NOTL participants raise $145,000 for cancer research
People at the Terry Fox Run were united by the man’s inspirational character when they came to Simcoe Park Sunday morning.
“It’s very inspirational to see everybody coming out and supporting such a worthy cause,” run organizer Joan King said in an interview.
The slogan for this year’s run was “I’m not a quitter” and there were no quitters among the Niagara-on-the-Lake crowd.
The NOTL run was a huge success, raising $145,574 so far, almost double its $80,000 goal.
Hopeful as they were, many participants came to the run with harrowing survival stories.
Stephanie Fast was there with her two children, one of whom is a survivor of kidney cancer.
Her daughter Evabeth was in kindergarten when she was first diagnosed. That was in 2017.

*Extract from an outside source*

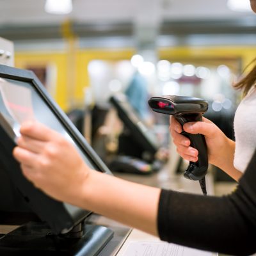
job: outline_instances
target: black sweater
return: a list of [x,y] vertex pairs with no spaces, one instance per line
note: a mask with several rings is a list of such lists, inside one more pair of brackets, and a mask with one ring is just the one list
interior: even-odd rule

Evabeth completed chemotherapy just before the pandemic began.
“It basically feels like we’ve been in lockdown since her diagnosis,” Fast said in an interview.
She described the experience as “scary and terrifying.”
She learned there was little research being done on child cancers and her doctors were short of answers when Evabeth started treatment.
“At one point they told us it was bad luck,” she said.
Fast saw the Terry Fox monument in Thunder Bay during a family trip the same year her daughter was diagnosed.
She describes the sight as so powerful that it moved her to tears.
“And then that fall she was diagnosed,” Fast said.
Musician Juliet Dunn, co-founder of the Niagara Jazz Festival, was on hand to sing “O Canada.”
She shared an emotional hug with King.
Dunn was still mourning the death of her husband Peter Shea, who died of prostate cancer in August.
She was visibly shaken during her performance of the anthem as the crowd joined in.
A crowd of orange-clad students from Crossroads Public School was there as well to cheer on runners and bikers like Fast and her family.
After the bicyclists took off, it was time for the runners to catch their stride.
Bill Pristanski, former chair of the Terry Fox Foundation, took his place at the head of the herd with comedian and fundraiser Joe Pillitteri as they stretched out their legs for the run.
Pillitteri usually runs, but this year he decided to walk the five kilometres with his family.
“I remember when running this thing as fast as I could felt like what I was supposed to be doing and this year I was just kind of like, look at me not sore,” Pillitteri told The Lake Report.
He has been participating for years and estimated he will raise between $80,000 and $90,000 this year once all his Team Pillsy fundraisers wrap up.
Pillitteri enjoyed the walk but thinks he will run next year.
“Every time I think a 5k run is hard I think about Terry Fox running a marathon every day with an artificial leg,” he said.
Over the past 42 years, Pristanski has run all over Canada to raise money for cancer research and to date has raised almost $1 million for cancer research.
This year alone, Pristanski has raised over $40,000 so far and expects he will top $1 million next year.
He runs for his mom, who died of cancer in 1983.
Volunteer Carol Dyck is a survivor of colon cancer and has been volunteering for the run for 11 years.
While she doesn’t run, she’s there every year to help people register.
She gets teary-eyed when she talks about her bout with cancer.
“It’s tough when you first get diagnosed with cancer,” Dyck said in an interview.
“All you think about is oh my God, I’m gonna die.”
Dyck had 12 chemo treatments and had part of her large intestine removed.
She was also treated for lung cancer after her doctors found the cancer had spread.
But now, she is happy to say she has been cancer-free since December 2021.
The first runners finished the course in about 30 minutes.
Volunteers handed out bottles of water to the participants as they sat back to take a breather and stripped off sweaters in the rising temperature.